If there's no good reason, I'd start by using standard trad_frame_get_prev_register.
There may be a reason, and if we do find one, we can then add a test and comment.
As for aarch64, no idea.
>> GDB should be mapping the tdesc numbers to internal numbers, so I don't
>> understand why do the register numbers matter in the target description at all?
>> It should only matter for the fallback descriptions built in gdb, in
>> order to match the layout of the g/G packets of remote servers that
>> don't send in tdescs over the wire, I believe?
> I see now, that I misunderstood that internal numbers are not related to the
> regnums in the XML. So, when invoking the tdesc_numbered_register (), REGNO
> should be the internal register number, which must correspond to what I pass to
> set_gdbarch_pc_regnum (), and "regnum" attribute in XML can be anything else or
> not set at all - that would be a number used by GDB's p/P packet and it will be
> unrelated to internal numbers.
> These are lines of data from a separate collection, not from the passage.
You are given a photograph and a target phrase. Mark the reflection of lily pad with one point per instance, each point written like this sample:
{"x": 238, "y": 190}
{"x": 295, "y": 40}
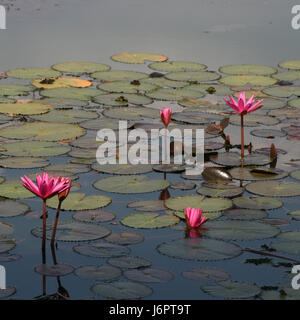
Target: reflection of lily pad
{"x": 201, "y": 249}
{"x": 130, "y": 184}
{"x": 149, "y": 220}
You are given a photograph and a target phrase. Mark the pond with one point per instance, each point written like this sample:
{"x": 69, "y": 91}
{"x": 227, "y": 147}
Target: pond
{"x": 126, "y": 248}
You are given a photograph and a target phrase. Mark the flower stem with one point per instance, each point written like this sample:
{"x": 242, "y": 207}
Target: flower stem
{"x": 55, "y": 223}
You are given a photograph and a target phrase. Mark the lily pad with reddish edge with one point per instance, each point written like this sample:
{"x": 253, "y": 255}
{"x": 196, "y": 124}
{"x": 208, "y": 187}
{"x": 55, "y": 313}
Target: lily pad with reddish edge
{"x": 94, "y": 216}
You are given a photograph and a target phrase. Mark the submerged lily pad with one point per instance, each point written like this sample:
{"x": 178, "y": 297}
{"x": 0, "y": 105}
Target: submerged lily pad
{"x": 73, "y": 231}
{"x": 200, "y": 249}
{"x": 137, "y": 57}
{"x": 78, "y": 201}
{"x": 122, "y": 290}
{"x": 274, "y": 188}
{"x": 232, "y": 290}
{"x": 149, "y": 220}
{"x": 130, "y": 184}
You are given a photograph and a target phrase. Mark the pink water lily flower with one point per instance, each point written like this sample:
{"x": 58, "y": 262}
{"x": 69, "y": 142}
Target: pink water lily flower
{"x": 165, "y": 116}
{"x": 194, "y": 217}
{"x": 242, "y": 106}
{"x": 45, "y": 186}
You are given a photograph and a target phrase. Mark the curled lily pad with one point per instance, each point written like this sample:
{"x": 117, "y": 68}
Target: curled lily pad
{"x": 35, "y": 149}
{"x": 149, "y": 275}
{"x": 232, "y": 290}
{"x": 80, "y": 67}
{"x": 78, "y": 201}
{"x": 10, "y": 208}
{"x": 245, "y": 214}
{"x": 23, "y": 162}
{"x": 206, "y": 274}
{"x": 32, "y": 73}
{"x": 240, "y": 230}
{"x": 201, "y": 249}
{"x": 241, "y": 69}
{"x": 259, "y": 203}
{"x": 128, "y": 262}
{"x": 6, "y": 244}
{"x": 94, "y": 216}
{"x": 138, "y": 57}
{"x": 122, "y": 290}
{"x": 125, "y": 238}
{"x": 274, "y": 188}
{"x": 102, "y": 272}
{"x": 43, "y": 131}
{"x": 102, "y": 250}
{"x": 73, "y": 231}
{"x": 149, "y": 220}
{"x": 130, "y": 184}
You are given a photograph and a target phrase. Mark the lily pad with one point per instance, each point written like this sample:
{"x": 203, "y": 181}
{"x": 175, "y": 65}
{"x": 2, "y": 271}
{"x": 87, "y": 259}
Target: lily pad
{"x": 73, "y": 231}
{"x": 128, "y": 262}
{"x": 149, "y": 275}
{"x": 274, "y": 188}
{"x": 43, "y": 131}
{"x": 78, "y": 201}
{"x": 32, "y": 73}
{"x": 102, "y": 272}
{"x": 130, "y": 184}
{"x": 137, "y": 57}
{"x": 200, "y": 249}
{"x": 240, "y": 230}
{"x": 102, "y": 250}
{"x": 232, "y": 290}
{"x": 149, "y": 220}
{"x": 80, "y": 67}
{"x": 122, "y": 290}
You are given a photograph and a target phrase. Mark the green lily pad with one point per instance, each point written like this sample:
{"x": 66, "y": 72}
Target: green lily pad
{"x": 43, "y": 131}
{"x": 243, "y": 79}
{"x": 14, "y": 90}
{"x": 73, "y": 231}
{"x": 102, "y": 249}
{"x": 175, "y": 66}
{"x": 80, "y": 67}
{"x": 14, "y": 189}
{"x": 128, "y": 262}
{"x": 32, "y": 73}
{"x": 283, "y": 91}
{"x": 200, "y": 249}
{"x": 78, "y": 201}
{"x": 24, "y": 108}
{"x": 199, "y": 76}
{"x": 149, "y": 275}
{"x": 122, "y": 290}
{"x": 94, "y": 216}
{"x": 10, "y": 208}
{"x": 66, "y": 116}
{"x": 137, "y": 57}
{"x": 122, "y": 99}
{"x": 232, "y": 290}
{"x": 245, "y": 214}
{"x": 149, "y": 220}
{"x": 35, "y": 149}
{"x": 71, "y": 93}
{"x": 102, "y": 272}
{"x": 220, "y": 192}
{"x": 240, "y": 230}
{"x": 130, "y": 184}
{"x": 259, "y": 203}
{"x": 241, "y": 69}
{"x": 23, "y": 162}
{"x": 119, "y": 75}
{"x": 274, "y": 188}
{"x": 6, "y": 244}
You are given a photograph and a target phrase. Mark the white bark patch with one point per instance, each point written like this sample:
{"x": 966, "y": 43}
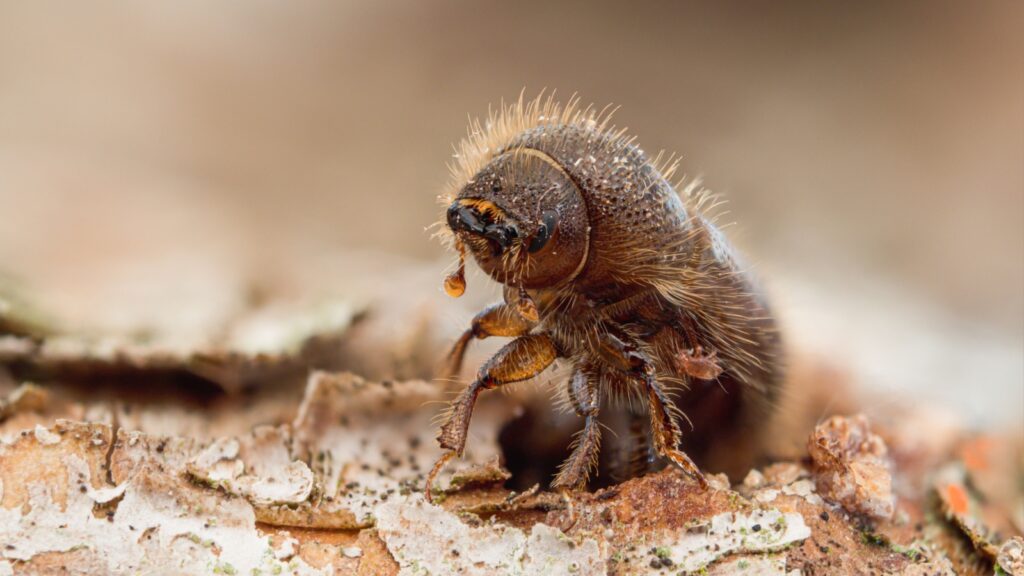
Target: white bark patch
{"x": 160, "y": 526}
{"x": 426, "y": 539}
{"x": 731, "y": 533}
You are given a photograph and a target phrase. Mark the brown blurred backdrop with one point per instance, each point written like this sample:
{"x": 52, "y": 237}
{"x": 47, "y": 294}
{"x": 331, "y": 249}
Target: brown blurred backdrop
{"x": 872, "y": 152}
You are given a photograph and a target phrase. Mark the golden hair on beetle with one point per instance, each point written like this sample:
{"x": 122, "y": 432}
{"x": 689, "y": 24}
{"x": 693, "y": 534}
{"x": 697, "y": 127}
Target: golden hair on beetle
{"x": 604, "y": 264}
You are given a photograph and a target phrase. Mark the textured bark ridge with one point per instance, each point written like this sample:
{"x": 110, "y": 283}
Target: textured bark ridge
{"x": 120, "y": 463}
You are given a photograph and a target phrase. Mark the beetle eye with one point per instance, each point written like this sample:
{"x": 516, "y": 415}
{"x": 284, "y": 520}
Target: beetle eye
{"x": 549, "y": 221}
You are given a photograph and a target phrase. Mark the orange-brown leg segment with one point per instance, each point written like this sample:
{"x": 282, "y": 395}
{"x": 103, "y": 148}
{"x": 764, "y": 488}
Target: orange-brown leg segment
{"x": 521, "y": 359}
{"x": 496, "y": 320}
{"x": 585, "y": 394}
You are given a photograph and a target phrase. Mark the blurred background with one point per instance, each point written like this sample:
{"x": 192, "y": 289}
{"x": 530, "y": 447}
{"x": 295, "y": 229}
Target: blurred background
{"x": 872, "y": 155}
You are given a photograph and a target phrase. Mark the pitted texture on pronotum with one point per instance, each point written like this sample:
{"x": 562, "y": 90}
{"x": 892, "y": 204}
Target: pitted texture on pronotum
{"x": 606, "y": 265}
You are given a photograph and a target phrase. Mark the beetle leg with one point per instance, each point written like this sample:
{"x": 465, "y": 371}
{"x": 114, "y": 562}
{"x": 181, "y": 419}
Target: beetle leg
{"x": 624, "y": 352}
{"x": 496, "y": 320}
{"x": 666, "y": 428}
{"x": 585, "y": 394}
{"x": 519, "y": 360}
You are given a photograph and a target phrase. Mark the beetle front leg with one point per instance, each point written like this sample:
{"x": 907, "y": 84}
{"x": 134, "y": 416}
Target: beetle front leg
{"x": 519, "y": 360}
{"x": 496, "y": 320}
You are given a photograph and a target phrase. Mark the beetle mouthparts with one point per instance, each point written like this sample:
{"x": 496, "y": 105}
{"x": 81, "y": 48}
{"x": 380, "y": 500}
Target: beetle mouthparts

Is this correct?
Correct. If you haven't found it yet, the "maint print remote-registers"
command is handy to see the number mapping that gdb ended up with at run time,
as well as the register offsets in the g/G packet.
> I think, it could be that I was confused because gdbarch functions end with
> "_regnum()", so I thought that regnums in the XML must be identical to regnums
> I pass to gdbarch.
Yeah, they don't.